I decided to do some image editing, and wanted to see if I could do some region detection (and storage in some data structure) and analysis/manipulation based on these regions.

My approach was the following:

• Compare Tiles with Neighbors Iteratively
• If the euclidean color distance is below a threshold (changeable) they belong to the same region
• If the neighbor already has a region, take his region. Otherwise, make a new region.
• Change their colors to a weighted average between the new tile added to a region (new tile weight 1/N, old tile weight 1-1/N, where N is the size of the region).
• Update the color of all other tiles in the region

My implementation of this can be found on github (link below). Example euclideanColor function:

``````int euclideanColor(const int a[3], const int b[3]){
//a, b is a 3 color component variable
return sqrt(pow(b[0]-a[0],2)+pow(b[1]-a[1],2)+pow(b[2]-a[2],2));
}``````

I thought that for low thresholds, it would be possible to combine certain regions with very similar colors to larger regions, and then take all regions whose areas are above a certain size and simply grow them uniformly until the entire image is filled. I hoped to remove small details and have a bunch flat-colored surfaces representing a simplified form of my image.

I wanted to pass through all pixels of the array a single time (because images are large and expensive to process), thinking that the updating of the colors of the entire region might have few artifacts, but I was wrong.

The computation for this early test version was very expensive, so I switched to smaller images for testing. It also showed visual artifacts, such as “streaking” in the direction through which it performs this single pass. Regions also tend to grow from the left. This was very strongly dependent on the threshold value applied.

I explain these artifacts as following:

When running through the image, I run from top to bottom and then left to right. I also update the image data directly when averaging with a neighbor. This is what leads to the downward streaking effect.

Images don’t usually have very distinct color regions, but rather gradients which they follow throughout the image.

When following a color gradient in a direction, the color of the region behind it follows but lags behind the new tile we’re adding, due to the weighted average and growing region size. This leads to regions tending to grow more readily along the direction of search.

For higher thresholds, this leads to major vertical streaking, especially in images without stark color contrasts or gradients (e.g. the featured image above, as it is all slightly red-shifted). The image also grows from the left because of the parsing and overwriting direction.

I soon noticed that high threshold values would lead to complete mixing of large regions of color, and that the degree of “melting” appeared to be rather continuous as you raised the threshold value. So I decided to make some animations.

I wrote some C++ code that lets you progressively “melt” an image, in the form of a command-line tool. Here are some more examples:

I added a wrapper that lets you do it with a specific threshold step-size and n-frames. You can then very easily convert it to an animated GIF through the command line. How to do this is explained on my github page.

I think if you have an image with a large amount of vertical component, it would be very easy to scale it down and use a low threshold value to average small color regions. This removes the gradient you usually get when scaling down a large detail image, and gives you “matte regions”, while the vertical artifacts almost seem like an artistic addition. If you wanted a pixel-city backdrop it might be simple to generate in this way.
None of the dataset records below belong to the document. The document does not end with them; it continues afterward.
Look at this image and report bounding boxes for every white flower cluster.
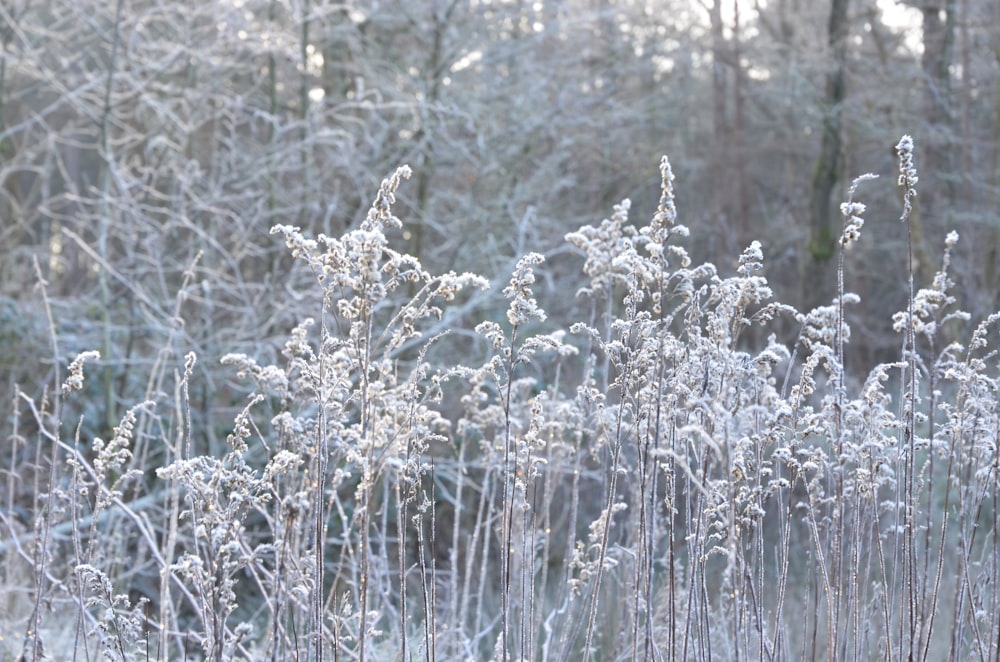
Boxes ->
[839,173,877,247]
[565,199,638,298]
[503,252,547,327]
[62,350,100,395]
[892,233,969,339]
[895,135,918,221]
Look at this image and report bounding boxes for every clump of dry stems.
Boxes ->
[4,137,1000,662]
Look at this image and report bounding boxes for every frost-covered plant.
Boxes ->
[560,156,799,660]
[8,140,1000,662]
[156,394,273,659]
[474,251,579,661]
[204,166,487,660]
[75,564,148,661]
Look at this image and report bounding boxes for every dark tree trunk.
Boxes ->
[710,0,730,265]
[915,1,956,280]
[805,0,850,309]
[709,0,750,261]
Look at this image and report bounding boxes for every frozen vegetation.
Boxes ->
[5,140,1000,661]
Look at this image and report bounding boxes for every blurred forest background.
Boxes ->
[1,0,997,438]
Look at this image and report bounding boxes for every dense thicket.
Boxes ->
[2,0,998,423]
[3,1,1000,660]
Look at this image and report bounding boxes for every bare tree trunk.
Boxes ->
[920,1,956,199]
[985,0,1000,315]
[805,0,849,309]
[411,1,458,266]
[732,0,750,250]
[882,1,955,291]
[915,1,956,281]
[710,0,730,263]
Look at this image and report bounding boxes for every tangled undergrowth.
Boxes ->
[3,136,1000,661]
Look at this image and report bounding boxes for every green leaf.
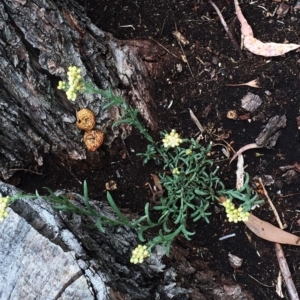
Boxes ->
[96,218,106,233]
[106,192,130,225]
[163,221,172,233]
[112,118,134,128]
[132,215,147,227]
[194,189,209,196]
[83,180,93,212]
[144,203,156,226]
[181,225,195,239]
[52,204,71,211]
[137,228,147,242]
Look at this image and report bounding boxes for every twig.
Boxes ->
[219,233,236,240]
[275,244,300,300]
[149,37,181,60]
[8,168,42,176]
[259,178,300,300]
[247,274,274,288]
[208,0,242,56]
[258,178,284,229]
[279,192,300,198]
[60,162,82,185]
[170,10,194,77]
[119,25,135,30]
[189,108,205,134]
[121,138,133,164]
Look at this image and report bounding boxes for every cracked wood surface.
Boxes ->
[0,0,160,179]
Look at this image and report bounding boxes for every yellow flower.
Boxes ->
[130,245,150,264]
[66,89,77,101]
[172,168,180,175]
[222,199,249,222]
[57,81,67,90]
[185,149,192,155]
[162,129,183,148]
[58,66,85,101]
[0,196,10,222]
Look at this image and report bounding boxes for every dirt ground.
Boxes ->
[6,0,300,299]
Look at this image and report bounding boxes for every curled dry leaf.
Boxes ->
[244,214,300,246]
[151,173,163,192]
[234,0,300,56]
[230,143,260,163]
[226,78,260,88]
[230,115,286,163]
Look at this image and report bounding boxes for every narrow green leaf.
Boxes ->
[106,192,129,224]
[96,218,106,233]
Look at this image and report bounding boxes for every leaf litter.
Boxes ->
[234,0,300,56]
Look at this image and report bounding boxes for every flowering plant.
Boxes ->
[0,66,263,264]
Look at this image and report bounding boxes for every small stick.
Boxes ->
[258,178,284,229]
[8,168,42,176]
[275,244,300,300]
[149,37,181,60]
[60,162,82,185]
[259,178,300,300]
[119,25,135,30]
[208,0,242,56]
[189,108,205,134]
[171,11,194,77]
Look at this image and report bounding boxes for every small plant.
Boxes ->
[134,130,262,255]
[0,66,264,264]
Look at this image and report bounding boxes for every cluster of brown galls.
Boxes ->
[76,108,104,151]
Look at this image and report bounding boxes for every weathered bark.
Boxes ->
[0,0,171,179]
[0,180,255,300]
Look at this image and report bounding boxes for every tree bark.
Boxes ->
[0,0,170,179]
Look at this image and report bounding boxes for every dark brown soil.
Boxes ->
[6,0,300,299]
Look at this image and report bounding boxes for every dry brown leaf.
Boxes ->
[226,78,260,88]
[234,0,300,56]
[245,214,300,246]
[151,173,163,191]
[230,143,261,163]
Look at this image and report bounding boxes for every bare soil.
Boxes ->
[5,0,300,299]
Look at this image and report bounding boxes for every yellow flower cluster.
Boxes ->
[185,149,192,155]
[162,129,183,148]
[57,66,84,101]
[0,196,10,222]
[172,167,180,175]
[130,245,150,264]
[222,199,250,223]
It also has very impressive effects when used on faces. Try it yourself! It helps to colorize it first with a program like GIMP.

I am quite happy with the visual effect and the way it is packaged as a command line tool. It makes generating such a face-melting GIF quite simple.

In the future I hope to maybe program a command line tool where you can specify a kernel you would like to pass over an image, and it spits it out for you. Then you could use this to pipe together image filters in a very basic manner.